Un processo complicato
Il processo per arrivare a questa storica decisione è stato lungo e non privo di ostacoli: dalla presentazione ufficiale da parte dell’Organizzazione Mondiale della Sanità (OMS) rimandata di un mese, ai due rinvii alla CND che facevano presagire un tentativo di far saltare il voto. È rarissimo che il parere scientifico dell’OMS arrivi in aula per uno scrutinio e non approvato all’unanimità. Pesava la ferma opposizione di Russia e Cina, e di molti Paesi asiatici e africani. Nella conta finale è stato determinante il parere positivo dell’Unione Europea (Italia inclusa, ma con defezione dell’Ungheria) che ha votato a favore di 4 delle 6 raccomandazioni.

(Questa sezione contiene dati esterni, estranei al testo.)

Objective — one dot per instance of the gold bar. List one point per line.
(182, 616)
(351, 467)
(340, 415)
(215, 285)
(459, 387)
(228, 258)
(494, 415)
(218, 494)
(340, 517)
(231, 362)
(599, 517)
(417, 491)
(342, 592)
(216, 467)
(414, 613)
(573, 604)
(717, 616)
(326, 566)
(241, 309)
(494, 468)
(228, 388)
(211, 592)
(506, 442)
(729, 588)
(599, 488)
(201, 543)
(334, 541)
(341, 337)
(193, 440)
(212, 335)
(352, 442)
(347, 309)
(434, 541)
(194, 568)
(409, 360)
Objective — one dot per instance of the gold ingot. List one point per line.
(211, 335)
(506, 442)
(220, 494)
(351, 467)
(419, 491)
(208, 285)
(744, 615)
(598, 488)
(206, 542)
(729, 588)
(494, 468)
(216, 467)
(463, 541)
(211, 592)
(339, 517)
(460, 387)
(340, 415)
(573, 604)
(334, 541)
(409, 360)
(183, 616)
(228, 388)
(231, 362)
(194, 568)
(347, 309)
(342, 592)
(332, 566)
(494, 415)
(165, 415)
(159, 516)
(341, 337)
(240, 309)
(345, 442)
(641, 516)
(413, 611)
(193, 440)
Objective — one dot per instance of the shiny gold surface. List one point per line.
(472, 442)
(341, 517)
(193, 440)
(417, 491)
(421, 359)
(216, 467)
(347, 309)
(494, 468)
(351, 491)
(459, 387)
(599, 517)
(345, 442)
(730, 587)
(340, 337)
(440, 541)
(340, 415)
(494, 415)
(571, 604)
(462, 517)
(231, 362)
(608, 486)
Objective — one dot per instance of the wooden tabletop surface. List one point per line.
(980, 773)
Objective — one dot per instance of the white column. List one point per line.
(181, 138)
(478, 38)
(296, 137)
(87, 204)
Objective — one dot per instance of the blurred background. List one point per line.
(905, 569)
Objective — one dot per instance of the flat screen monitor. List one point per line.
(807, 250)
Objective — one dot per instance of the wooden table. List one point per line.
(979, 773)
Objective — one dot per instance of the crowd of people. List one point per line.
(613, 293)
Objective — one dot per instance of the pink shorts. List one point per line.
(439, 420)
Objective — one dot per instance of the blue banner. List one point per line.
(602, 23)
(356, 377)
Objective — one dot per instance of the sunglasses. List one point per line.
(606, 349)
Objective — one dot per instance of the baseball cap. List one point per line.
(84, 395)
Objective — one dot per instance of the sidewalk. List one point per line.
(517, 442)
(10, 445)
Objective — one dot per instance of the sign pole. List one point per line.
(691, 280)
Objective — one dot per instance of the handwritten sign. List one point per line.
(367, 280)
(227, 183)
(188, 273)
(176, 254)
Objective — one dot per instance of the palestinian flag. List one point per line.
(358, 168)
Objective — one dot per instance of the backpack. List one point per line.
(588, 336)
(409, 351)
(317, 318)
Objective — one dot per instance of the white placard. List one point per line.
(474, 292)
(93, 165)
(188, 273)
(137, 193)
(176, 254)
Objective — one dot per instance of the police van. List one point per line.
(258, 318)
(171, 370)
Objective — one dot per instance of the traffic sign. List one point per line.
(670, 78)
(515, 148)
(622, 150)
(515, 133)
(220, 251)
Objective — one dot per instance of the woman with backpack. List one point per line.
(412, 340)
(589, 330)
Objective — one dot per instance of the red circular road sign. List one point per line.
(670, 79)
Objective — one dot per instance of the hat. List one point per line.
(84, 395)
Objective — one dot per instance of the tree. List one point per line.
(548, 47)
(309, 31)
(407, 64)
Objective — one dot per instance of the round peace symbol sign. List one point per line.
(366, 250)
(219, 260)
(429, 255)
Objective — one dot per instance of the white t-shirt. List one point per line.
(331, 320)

Nel Nord America la cannabis legale è diventata abitudine, in Europa solo il Lussemburgo sta andando in quella direzione. Il 19 novembre la Corte europea di giustizia dell’Ue ha detto che il CBD, non è da considerarsi sostanza stupefacente. Non avendo effetti psicoattivi non va considerato come il THC e può essere vendibile all’interno della UE se uno Stato ne approva la produzione e vendita.
Lo scorso 29 ottobre il ministero della Salute ha approvato il decreto che esclude il Cbd nella tabella degli stupefacenti. I negozi di cannabis hanno rischiato parecchio nel 2019, quando il ministro dell’Interno voleva chiuderli impedendo la vendita di prodotti derivanti dalla canapa. Questo ha generato parecchi clamori e diversi giudici si sono mossi: la cannabis light non è droga e la legge ne consente la vendita.
Cade un tabù, vince la società civile
A Vienna cade un tabù ed è una vittoria delle associazioni della società civile, che a livello nazionale, europeo e globale hanno lavorato per questa svolta. Già nel maggio 2018, queste stesse associazioni avevano depositato all’OMS una memoria sull’esperienza allora decennale della cannabis terapeutica in Italia, mentre in questa sessione hanno presentato un documento firmato da un centinaio di ONG internazionali, a sostegno dell’approvazione delle raccomandazioni. Ora la politica italiana non ha più scusanti per non completare il quadro normativo e, allo stesso tempo, ampliare la produzione italiana di cannabis terapeutica.